Christopher Columbus is a television miniseries broadcast in Italy and the United States in 1985. In six hours, the series told the story of the life of Christopher Columbus, with Gabriel Byrne starring as the explorer.

==Production==
The series was a co-production between Radiotelevisione Italiana and Lorimar Television, with other European partners. Columbus expert Paolo Emilio Taviani worked as a historical consultant. Shooting took place in Malta, Spain and the Dominican Republic over a period of 26 weeks, with six months of post-production in London.
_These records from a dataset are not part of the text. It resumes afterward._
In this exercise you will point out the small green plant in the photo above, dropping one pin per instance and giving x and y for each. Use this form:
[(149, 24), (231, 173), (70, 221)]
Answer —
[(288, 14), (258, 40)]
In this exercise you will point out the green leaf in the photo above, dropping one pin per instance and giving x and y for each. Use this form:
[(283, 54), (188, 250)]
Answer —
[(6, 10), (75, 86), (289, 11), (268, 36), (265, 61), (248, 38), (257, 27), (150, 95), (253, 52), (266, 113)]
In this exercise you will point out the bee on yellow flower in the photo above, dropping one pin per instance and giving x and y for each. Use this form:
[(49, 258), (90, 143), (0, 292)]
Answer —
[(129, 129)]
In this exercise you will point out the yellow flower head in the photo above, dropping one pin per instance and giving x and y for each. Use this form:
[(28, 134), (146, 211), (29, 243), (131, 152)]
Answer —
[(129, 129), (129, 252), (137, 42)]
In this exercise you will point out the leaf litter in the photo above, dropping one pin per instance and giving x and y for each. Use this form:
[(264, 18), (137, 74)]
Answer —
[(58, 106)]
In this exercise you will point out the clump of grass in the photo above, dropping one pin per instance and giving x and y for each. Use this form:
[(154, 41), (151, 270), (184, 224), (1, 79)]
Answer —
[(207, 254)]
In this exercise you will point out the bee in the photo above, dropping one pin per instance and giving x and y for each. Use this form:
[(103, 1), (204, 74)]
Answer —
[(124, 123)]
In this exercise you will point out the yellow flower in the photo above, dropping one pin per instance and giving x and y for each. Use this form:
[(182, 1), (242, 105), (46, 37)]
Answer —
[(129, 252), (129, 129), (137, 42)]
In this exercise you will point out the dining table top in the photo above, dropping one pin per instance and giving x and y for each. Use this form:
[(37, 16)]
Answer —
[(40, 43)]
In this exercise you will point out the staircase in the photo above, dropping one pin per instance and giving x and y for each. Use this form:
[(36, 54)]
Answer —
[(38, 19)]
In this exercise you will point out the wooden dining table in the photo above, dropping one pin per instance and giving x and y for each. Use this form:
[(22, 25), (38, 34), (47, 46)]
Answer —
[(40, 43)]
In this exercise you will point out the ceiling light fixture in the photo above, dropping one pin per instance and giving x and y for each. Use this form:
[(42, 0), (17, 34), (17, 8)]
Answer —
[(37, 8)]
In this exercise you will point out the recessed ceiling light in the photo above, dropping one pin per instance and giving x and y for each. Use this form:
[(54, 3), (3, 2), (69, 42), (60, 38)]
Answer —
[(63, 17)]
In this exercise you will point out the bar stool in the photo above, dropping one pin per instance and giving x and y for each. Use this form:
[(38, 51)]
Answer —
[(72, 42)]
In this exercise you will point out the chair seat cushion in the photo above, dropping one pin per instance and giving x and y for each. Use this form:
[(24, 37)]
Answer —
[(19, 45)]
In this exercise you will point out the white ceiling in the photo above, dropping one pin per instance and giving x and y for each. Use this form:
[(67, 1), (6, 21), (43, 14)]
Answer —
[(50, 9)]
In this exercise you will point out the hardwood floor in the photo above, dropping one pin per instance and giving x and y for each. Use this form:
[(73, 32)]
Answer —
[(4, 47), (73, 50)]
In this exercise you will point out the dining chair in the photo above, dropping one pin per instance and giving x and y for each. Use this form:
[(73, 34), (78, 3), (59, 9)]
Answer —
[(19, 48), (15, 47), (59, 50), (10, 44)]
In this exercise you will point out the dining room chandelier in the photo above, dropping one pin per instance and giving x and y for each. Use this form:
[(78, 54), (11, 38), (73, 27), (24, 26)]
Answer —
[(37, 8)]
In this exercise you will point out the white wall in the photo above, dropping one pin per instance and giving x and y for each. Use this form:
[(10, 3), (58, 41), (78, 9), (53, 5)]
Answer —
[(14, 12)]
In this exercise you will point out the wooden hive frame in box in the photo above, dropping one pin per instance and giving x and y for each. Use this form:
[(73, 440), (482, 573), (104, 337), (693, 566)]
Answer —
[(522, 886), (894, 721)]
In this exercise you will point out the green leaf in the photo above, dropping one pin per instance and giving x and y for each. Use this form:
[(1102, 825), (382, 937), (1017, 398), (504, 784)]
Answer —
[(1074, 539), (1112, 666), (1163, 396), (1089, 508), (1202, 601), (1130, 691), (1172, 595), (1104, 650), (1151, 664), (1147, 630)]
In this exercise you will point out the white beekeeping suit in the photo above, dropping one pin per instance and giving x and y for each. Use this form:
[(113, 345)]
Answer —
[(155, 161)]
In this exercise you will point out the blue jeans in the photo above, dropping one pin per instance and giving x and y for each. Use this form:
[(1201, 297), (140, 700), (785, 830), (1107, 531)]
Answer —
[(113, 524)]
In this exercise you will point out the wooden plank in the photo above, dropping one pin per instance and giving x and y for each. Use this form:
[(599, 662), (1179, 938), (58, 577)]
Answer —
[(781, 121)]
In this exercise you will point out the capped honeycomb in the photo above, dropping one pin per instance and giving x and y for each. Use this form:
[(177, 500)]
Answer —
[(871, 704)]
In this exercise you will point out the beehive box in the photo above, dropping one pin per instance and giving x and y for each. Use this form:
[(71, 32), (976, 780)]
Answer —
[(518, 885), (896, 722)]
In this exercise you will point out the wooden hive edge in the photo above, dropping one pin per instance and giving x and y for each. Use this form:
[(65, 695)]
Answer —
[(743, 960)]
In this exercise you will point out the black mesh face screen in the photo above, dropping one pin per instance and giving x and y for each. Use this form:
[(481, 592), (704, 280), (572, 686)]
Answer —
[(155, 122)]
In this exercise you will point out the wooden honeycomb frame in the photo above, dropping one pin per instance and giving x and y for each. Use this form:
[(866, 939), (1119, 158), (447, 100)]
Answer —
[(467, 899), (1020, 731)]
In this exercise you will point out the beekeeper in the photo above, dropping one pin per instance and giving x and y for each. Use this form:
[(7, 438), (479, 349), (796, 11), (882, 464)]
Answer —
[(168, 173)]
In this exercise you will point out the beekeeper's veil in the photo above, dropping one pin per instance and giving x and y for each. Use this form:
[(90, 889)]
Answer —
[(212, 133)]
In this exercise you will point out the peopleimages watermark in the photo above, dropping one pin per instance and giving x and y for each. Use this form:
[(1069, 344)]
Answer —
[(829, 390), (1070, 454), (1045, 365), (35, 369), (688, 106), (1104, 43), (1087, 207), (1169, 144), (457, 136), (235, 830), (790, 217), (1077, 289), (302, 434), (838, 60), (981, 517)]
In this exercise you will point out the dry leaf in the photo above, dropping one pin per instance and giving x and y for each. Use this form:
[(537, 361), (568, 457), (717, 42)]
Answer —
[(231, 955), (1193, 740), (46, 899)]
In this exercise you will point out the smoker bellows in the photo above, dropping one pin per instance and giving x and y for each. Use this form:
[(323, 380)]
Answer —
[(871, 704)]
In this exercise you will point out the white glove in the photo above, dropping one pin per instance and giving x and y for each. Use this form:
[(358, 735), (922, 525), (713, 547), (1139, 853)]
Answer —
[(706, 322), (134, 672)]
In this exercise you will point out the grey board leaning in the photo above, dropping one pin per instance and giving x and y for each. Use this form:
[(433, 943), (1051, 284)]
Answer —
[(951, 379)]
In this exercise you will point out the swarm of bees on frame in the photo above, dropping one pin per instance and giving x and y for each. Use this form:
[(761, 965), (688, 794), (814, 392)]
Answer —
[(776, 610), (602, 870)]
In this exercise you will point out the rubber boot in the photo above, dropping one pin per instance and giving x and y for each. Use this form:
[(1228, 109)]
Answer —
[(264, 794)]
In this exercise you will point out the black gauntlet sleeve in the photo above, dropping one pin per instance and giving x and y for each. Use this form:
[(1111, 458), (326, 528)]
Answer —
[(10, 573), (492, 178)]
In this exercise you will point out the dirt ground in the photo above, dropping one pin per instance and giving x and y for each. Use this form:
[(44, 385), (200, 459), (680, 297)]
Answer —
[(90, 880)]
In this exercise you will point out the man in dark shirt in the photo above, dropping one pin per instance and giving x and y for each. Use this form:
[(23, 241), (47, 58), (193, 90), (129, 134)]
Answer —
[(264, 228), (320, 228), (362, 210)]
The New York Times reported the series' total cost as $15 million.

==Cast==
- Gabriel Byrne as Christopher Columbus
- Rossano Brazzi as Diogo Ortiz de Villegas
- Virna Lisi as Dona Moniz Perestrello
- Oliver Reed as Martin Pinzon
- Raf Vallone as Joseph Vecinho
- Max von Sydow as John II of Portugal
- Eli Wallach as Hernando de Talavera
- Nicol Williamson as Ferdinand II of Aragon
- Faye Dunaway as Isabella I of Castile
- Michel Auclair as Luis de Santángel
- William Berger as Francisco de Bobadilla
- Keith Buckley as De Torres
- Mark Buffery as Bartholomew Columbus
- Anne Canovas as Beatriz Enriquez
- Elpidia Carrillo as Coana
- Massimo Girotti as Duke of Medinaceli
- Larry Lamb as Don Castillo
- Stefano Madia as Federico
- Audrey Matson as Dona Felipa Perestrello
- Murray Melvin as Padre Linares
- Jack Watson as Padre Marchena
- Patrick Bauchau as Don Rodrigo
- Salvatore Borgese as Juan
- Scott Coffey as Vallejo
- Cyrus Elias as Alaminos
- Francesco Lattuada as De Triana
- Iris Peynado as Selina
- Erik Schumann as Benguela
- Gregory Snegoff as Francisco Pinzon
- Hal Yamanouchi as Guacanabo

==Reception==
John J. O'Connor, reviewing for The New York Times, praised the series' period look and Byrne's performance in the title role, though he felt that the first half was stronger dramatically than the second.

==Awards==
The series was nominated for two Emmy Awards, for best art direction and costume design for a miniseries.